Alec Egan Is In Bloom
I, like Alec Egan, love the work of Wayne Thiebaud (1920 - 2021). The late painter’s pastel cake slices and ice cream sundaes prompt reminisces of the dessert selections in the diner case, or a visit to Friendly’s after a childhood soccer game. Thiebaud’s still lives are visually satisfying and at the same time, as Egan mentions in our conversation (included in the Kinstler puzzle of his work) “some of his paintings are just so weird.” The treats in Thiebaud’s works often float, without the context of a home or a restaurant—as if from a dream.
The uncanniness of the everyday is something Egan pursues in his own paintings. Food is the main character in Bouquet with Cupcake (dessert), featured on the artist’s Kinstler puzzle. The cupcake is the last edible to appear in the series of other paintings, which feature a banana, a sandwich, and a bowl of spaghetti. “ I wanted to measure time in an interior through the different meals of the day. There is a breakfast, a lunch, and a dinner painting” Egan says.

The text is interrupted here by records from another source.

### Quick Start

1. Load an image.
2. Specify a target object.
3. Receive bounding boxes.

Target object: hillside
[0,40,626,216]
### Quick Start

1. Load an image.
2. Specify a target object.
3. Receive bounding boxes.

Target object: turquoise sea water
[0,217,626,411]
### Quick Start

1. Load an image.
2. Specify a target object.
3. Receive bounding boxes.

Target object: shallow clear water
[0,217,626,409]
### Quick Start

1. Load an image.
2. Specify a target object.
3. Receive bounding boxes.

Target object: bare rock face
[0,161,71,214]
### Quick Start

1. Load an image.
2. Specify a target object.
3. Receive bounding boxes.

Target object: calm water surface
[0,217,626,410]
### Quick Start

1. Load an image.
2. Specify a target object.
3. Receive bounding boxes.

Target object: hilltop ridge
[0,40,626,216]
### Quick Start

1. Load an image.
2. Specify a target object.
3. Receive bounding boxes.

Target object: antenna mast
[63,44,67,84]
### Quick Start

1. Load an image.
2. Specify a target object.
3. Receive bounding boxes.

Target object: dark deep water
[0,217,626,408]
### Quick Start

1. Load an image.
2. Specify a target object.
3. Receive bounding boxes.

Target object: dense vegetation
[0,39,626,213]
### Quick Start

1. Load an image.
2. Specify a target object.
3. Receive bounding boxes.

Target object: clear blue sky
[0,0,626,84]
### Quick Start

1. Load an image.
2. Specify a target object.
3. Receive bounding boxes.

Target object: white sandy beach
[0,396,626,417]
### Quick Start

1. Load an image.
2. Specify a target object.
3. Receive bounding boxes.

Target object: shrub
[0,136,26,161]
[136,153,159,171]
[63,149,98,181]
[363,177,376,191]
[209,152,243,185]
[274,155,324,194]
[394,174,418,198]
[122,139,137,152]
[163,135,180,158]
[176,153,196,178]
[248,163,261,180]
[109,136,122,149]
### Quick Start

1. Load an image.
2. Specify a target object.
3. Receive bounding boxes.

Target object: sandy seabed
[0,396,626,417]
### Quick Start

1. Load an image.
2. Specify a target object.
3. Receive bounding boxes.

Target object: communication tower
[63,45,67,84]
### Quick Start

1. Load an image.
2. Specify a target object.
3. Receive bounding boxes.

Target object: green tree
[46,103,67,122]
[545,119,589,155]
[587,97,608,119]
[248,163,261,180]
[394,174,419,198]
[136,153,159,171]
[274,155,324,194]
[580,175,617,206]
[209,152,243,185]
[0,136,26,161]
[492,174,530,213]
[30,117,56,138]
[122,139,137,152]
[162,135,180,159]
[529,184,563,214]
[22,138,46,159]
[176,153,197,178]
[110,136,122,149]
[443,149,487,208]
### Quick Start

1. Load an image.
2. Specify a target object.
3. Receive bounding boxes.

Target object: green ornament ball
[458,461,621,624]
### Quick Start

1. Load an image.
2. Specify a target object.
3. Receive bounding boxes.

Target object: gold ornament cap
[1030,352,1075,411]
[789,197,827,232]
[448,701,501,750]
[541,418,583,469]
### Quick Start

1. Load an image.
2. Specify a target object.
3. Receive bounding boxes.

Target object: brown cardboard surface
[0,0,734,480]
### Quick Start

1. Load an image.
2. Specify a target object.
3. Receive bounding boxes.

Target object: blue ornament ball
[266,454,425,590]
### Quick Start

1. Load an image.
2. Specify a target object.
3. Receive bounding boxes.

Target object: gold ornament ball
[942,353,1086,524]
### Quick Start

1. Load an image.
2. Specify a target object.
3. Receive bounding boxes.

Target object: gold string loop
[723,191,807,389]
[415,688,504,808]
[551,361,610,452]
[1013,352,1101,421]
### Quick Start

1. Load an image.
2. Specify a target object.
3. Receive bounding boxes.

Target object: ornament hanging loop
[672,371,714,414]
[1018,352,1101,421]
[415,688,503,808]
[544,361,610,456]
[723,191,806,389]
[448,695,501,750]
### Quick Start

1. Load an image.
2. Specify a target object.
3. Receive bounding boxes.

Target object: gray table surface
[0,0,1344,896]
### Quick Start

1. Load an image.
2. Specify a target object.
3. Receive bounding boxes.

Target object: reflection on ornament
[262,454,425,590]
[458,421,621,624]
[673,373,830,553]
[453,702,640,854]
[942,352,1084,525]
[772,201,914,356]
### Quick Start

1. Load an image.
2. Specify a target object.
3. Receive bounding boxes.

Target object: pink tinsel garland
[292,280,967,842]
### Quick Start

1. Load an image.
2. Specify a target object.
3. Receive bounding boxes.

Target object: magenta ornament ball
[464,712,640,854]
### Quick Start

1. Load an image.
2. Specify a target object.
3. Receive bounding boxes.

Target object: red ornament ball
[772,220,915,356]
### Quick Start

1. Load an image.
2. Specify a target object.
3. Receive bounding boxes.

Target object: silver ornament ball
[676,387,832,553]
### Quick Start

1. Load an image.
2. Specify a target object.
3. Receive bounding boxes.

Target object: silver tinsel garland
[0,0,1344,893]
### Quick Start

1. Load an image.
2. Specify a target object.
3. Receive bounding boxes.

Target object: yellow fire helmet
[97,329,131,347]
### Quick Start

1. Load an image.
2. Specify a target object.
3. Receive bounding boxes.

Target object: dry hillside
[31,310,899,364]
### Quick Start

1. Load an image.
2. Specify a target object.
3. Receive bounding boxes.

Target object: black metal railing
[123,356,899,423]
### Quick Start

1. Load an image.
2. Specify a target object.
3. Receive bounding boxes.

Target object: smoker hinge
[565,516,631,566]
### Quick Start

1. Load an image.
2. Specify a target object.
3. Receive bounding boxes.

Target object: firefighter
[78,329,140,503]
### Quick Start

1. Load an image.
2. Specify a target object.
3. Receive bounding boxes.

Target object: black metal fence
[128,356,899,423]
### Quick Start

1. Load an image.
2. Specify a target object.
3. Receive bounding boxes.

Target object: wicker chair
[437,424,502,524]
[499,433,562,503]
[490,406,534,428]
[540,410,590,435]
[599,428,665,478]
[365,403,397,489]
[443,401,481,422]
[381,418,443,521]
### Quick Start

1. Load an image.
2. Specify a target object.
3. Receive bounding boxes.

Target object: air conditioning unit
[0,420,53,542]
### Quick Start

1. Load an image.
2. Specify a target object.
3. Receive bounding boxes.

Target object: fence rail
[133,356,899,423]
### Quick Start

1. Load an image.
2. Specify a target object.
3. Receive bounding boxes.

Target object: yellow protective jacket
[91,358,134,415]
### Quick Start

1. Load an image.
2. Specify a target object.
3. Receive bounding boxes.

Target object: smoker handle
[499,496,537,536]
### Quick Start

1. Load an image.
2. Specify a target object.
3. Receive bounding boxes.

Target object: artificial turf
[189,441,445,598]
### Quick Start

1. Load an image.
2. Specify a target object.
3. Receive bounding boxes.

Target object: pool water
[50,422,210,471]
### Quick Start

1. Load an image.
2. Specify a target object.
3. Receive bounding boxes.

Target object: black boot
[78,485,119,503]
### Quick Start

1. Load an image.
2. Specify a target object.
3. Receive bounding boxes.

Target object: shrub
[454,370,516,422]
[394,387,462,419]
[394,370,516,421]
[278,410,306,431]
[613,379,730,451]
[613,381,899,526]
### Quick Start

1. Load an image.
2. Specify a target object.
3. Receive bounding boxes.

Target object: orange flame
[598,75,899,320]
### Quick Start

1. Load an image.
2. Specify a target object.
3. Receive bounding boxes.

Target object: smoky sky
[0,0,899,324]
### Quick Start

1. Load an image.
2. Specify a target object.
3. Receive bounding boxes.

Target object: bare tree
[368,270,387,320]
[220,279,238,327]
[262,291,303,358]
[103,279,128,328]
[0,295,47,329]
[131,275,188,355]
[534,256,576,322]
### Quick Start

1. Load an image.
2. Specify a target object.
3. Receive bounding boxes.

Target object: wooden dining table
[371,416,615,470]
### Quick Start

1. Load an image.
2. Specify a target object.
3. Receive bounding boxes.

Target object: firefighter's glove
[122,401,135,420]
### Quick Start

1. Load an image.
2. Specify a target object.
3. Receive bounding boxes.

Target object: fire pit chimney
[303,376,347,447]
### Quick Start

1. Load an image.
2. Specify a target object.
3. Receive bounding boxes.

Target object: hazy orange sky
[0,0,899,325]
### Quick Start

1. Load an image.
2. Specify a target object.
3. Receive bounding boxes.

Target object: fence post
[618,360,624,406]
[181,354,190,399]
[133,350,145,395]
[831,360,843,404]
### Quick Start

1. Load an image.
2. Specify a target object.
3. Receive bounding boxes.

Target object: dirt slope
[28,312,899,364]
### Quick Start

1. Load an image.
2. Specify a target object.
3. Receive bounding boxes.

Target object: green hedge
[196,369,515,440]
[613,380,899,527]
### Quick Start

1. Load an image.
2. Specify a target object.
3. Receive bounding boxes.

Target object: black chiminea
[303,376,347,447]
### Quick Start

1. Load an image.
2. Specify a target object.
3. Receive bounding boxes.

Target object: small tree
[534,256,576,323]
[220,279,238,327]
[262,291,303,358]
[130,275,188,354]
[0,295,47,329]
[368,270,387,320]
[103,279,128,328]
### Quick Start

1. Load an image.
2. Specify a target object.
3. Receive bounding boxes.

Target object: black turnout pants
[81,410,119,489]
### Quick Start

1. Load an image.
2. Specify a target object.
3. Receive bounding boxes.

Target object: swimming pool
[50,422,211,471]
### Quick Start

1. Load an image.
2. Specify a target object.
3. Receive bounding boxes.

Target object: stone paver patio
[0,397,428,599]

Sitting atop a blue tablecloth, in the painting the cupcake is dwarfed by a bouquet of flowers in full bloom. It’s a verdant, if almost inconceivable, display. Every bloom is a different variety, and all face forward, as if posing for a picture. Egan never works from real life, and his source for the flowers were old botanical illustrations, like something you’d find in a biology textbook. In his words “The one goal of those drawings is to depict exactly what something is and how it is different from other things.”
Devoid of any humans, the cupcake and the bouquet become the animated characters of the composition. Looking at the work is an exercise in personification, of assigning characteristics to the objects we choose to keep in our homes as a way of expressing the stories we tell to ourselves—and about ourselves—within lived space. Egan suggests that, just because no person is pictured doesn’t mean a presence isn’t there…“I wanted to focus on the flowers and make them beautiful and unique, but then add the cupcake in there to make it clumsy and strange and add to this narrative of “who is in the room?”